E o artigo 507 vai além: os custos das obras são de responsabilidade da própria distribuidora. Não do morador. Não da prefeitura. Da Celesc.

Mas espera — se a norma existe, por que as famílias continuam no escuro? Porque tanto a Celesc quanto os municípios fingem não entender. Jogam a responsabilidade um para o outro. Exigem documentação de regularização fundiária que pode levar anos. Criam burocracia onde não deveria existir nenhuma. E enquanto isso, gente real, com nome e endereço, passa necessidade.

A prova veio do tribunal — aqui em Garopaba

Não estou falando no vazio. Em Garopaba, a Defensoria Pública do Estado de Santa Catarina entrou com uma Ação Civil Pública (processo nº 5000873-16.2024.8.24.0167/SC) exatamente por causa disso. Famílias do Beco da Casan, no bairro Ambrósio de Dentro, ficaram mais de um ano sem energia elétrica. Usavam gerador a gasolina. Jogavam comida fora. Uma senhora com bronquite e varizes nas pernas, crianças, um jovem autista — tudo isso documentado em e-mails desesperados enviados à Defensoria.

A Celesc e a Prefeitura de Garopaba trocaram ofícios por meses sem resolver nada. Cada um apontando o dedo para o outro. A Justiça interviu. Em junho de 2024, a juíza Bianca Fernandes Figueiredo concedeu liminar determinando que a Celesc ligasse a energia imediatamente, sob pena de multa de R$ 1.000,00 por dia. Em janeiro de 2025, o juiz Welton Rubenich proferiu a sentença final: ação procedente, Celesc condenada, prazo de 60 dias para cumprir, Município de Garopaba responsável subsidiário. A lei estava lá o tempo todo. O que faltou foi alguém ter coragem de aplicá-la.

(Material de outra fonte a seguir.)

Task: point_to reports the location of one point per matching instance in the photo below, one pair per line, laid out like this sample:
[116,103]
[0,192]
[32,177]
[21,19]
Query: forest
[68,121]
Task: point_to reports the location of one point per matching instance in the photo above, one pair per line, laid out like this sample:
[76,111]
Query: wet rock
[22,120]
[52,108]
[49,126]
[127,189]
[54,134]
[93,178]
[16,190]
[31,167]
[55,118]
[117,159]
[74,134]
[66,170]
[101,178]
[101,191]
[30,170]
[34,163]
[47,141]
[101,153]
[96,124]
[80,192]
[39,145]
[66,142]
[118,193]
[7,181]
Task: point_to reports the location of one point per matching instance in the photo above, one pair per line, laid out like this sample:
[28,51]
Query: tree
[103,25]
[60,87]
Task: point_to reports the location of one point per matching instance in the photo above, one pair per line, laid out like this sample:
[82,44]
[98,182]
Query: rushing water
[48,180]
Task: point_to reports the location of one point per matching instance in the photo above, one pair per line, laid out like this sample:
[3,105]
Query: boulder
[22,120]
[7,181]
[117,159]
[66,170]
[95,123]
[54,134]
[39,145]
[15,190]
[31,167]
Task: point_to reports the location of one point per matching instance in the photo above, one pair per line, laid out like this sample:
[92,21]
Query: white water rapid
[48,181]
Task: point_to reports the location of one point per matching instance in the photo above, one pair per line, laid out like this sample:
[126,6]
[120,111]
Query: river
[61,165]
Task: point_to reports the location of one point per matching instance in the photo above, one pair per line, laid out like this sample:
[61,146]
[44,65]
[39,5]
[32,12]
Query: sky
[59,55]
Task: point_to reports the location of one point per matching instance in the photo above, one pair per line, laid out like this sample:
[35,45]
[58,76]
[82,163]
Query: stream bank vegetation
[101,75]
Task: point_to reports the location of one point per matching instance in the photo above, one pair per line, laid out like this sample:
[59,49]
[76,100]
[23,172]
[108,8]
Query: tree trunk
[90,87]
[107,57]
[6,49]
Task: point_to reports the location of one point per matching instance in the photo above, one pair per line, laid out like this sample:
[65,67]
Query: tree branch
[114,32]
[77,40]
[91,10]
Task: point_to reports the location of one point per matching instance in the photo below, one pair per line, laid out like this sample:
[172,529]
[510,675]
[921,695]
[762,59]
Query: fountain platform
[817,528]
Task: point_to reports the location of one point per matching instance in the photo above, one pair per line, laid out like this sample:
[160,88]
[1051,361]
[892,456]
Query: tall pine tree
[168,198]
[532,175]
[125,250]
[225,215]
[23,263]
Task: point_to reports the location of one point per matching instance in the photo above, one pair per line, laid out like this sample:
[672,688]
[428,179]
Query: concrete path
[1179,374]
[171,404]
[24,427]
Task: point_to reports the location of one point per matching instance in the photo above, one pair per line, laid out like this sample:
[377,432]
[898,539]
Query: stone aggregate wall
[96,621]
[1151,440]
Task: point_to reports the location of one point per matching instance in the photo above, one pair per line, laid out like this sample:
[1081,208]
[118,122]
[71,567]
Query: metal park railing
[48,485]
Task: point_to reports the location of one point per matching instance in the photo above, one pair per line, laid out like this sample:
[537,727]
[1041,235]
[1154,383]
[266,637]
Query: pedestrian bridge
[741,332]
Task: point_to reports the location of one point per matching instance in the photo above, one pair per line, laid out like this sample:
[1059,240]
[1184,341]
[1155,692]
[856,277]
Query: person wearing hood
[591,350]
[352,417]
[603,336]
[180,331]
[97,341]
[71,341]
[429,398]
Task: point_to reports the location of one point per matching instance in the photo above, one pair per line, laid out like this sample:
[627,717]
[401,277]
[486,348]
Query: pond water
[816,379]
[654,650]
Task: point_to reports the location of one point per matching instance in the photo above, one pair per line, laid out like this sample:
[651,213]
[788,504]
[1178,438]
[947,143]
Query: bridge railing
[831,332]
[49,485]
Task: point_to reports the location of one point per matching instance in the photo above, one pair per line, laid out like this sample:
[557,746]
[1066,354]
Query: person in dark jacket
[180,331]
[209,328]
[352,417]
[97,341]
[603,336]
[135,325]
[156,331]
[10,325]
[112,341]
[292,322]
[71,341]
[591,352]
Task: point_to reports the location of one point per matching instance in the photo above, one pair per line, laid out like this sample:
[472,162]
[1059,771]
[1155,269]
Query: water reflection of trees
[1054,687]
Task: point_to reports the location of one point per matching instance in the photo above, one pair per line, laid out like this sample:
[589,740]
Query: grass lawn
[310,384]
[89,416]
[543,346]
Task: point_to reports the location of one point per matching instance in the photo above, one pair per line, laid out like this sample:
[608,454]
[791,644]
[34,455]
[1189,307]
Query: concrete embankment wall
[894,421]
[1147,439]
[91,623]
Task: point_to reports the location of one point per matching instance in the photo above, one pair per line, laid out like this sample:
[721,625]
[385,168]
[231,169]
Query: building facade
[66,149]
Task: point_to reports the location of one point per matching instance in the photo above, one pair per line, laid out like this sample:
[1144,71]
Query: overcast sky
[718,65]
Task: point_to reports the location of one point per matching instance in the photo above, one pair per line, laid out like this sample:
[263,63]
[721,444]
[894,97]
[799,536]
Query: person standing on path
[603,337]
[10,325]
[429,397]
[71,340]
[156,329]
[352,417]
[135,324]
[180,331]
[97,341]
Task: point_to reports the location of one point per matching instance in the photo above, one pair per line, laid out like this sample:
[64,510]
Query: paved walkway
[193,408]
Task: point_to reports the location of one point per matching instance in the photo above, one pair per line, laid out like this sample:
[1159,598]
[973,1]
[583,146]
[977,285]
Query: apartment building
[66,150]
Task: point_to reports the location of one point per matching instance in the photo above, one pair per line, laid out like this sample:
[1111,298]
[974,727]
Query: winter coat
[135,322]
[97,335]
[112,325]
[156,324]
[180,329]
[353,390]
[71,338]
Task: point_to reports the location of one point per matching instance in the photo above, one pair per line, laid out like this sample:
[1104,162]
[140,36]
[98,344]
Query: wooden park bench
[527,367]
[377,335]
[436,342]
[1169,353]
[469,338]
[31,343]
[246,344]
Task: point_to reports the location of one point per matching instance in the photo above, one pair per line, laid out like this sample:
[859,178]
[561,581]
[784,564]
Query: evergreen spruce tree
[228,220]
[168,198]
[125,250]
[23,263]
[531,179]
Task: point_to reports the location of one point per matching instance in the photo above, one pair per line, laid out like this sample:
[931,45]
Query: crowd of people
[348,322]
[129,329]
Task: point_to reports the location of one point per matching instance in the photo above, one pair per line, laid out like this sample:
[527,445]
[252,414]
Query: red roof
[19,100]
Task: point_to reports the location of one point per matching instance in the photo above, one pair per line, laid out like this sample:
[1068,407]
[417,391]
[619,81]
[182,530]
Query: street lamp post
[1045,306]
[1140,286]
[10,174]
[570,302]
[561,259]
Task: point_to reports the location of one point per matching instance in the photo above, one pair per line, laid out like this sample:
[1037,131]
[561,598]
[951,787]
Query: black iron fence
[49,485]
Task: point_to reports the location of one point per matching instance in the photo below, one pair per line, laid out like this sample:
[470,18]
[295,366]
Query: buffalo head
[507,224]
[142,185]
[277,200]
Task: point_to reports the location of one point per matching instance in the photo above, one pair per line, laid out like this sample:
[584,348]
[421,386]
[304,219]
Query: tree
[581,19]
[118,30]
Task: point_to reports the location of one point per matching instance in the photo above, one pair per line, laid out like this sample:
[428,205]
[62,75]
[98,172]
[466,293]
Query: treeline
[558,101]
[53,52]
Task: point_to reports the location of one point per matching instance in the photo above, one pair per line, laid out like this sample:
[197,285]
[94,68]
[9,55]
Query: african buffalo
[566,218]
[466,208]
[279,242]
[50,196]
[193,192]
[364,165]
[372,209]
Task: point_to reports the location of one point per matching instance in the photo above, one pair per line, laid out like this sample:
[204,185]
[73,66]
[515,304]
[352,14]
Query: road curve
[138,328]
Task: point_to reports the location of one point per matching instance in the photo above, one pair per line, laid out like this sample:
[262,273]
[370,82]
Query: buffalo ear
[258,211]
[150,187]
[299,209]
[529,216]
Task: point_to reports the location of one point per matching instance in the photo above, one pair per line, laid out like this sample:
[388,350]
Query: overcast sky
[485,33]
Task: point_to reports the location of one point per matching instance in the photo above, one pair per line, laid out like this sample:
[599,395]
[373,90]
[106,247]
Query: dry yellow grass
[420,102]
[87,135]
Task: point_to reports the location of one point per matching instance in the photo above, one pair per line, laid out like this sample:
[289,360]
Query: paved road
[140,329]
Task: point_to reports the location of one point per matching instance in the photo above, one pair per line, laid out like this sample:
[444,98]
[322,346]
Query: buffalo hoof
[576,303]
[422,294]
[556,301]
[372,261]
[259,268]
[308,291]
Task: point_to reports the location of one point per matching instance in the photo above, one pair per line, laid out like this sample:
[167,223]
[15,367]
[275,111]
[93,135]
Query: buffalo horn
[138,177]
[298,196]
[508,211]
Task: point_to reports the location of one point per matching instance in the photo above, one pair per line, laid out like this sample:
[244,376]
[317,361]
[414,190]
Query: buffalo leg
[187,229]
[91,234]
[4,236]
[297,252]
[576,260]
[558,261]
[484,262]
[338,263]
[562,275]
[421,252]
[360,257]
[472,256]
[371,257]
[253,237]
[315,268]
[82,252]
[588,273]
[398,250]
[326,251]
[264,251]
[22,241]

O que fizemos aqui em Garopaba

Antes mesmo dessa ação judicial, Garopaba já havia dado um passo importante. Junto com os ex-vereadores Nilton Raupp e Jean Ricardo, trabalhamos na aprovação da Lei Municipal de Habitabilidade, que criou a Certidão de Habitabilidade e garantiu o direito à ligação provisória de energia elétrica e água por até dois anos — mesmo para imóveis sem regularização fundiária concluída.

A lógica é simples e humana: enquanto o processo administrativo de regularização caminha — seja por REURB, seja por usucapião — a família não pode ficar sem o básico. Regularização fundiária é um processo legítimo, necessário e perfeitamente possível. Mas leva tempo. E ninguém pode ser punido por isso com a ausência de luz e água. Essa lei é um instrumento concreto. Uma resposta local para um problema que o Estado insiste em ignorar.

Não é só Garopaba

Esse problema está espalhado por toda Santa Catarina. Em Florianópolis, em Capivari de Baixo, em dezenas de municípios, famílias enfrentam a mesma situação. A Celesc usa a irregularidade do imóvel como desculpa. As prefeituras omitem. E as pessoas ficam no meio, sem ter a quem recorrer — até que alguém bate na porta da Defensoria Pública ou de um vereador disposto a brigar.

O entendimento jurídico já está consolidado. O Tribunal de Justiça de Santa Catarina tem precedentes. A ANEEL tem norma expressa. A Constituição Federal garante a dignidade da pessoa humana como fundamento da República. Não falta lei. Falta vontade de cumprir.

O recado é direto

Se você mora numa área irregular e teve a luz cortada ou está sendo impedido de fazer a ligação: você tem direito. Procure a Defensoria Pública. Procure seu vereador. Não aceite a resposta burocrática como definitiva.

E para a Celesc e para os municípios que insistem em ignorar o óbvio: a Justiça já mostrou o caminho. Mais cedo ou mais tarde, o custo de não cumprir a lei — financeiro e moral — vai chegar.

A luz é um direito. Não um privilégio de quem tem escritura.

João Julião é colunista do portal Na Garopaba.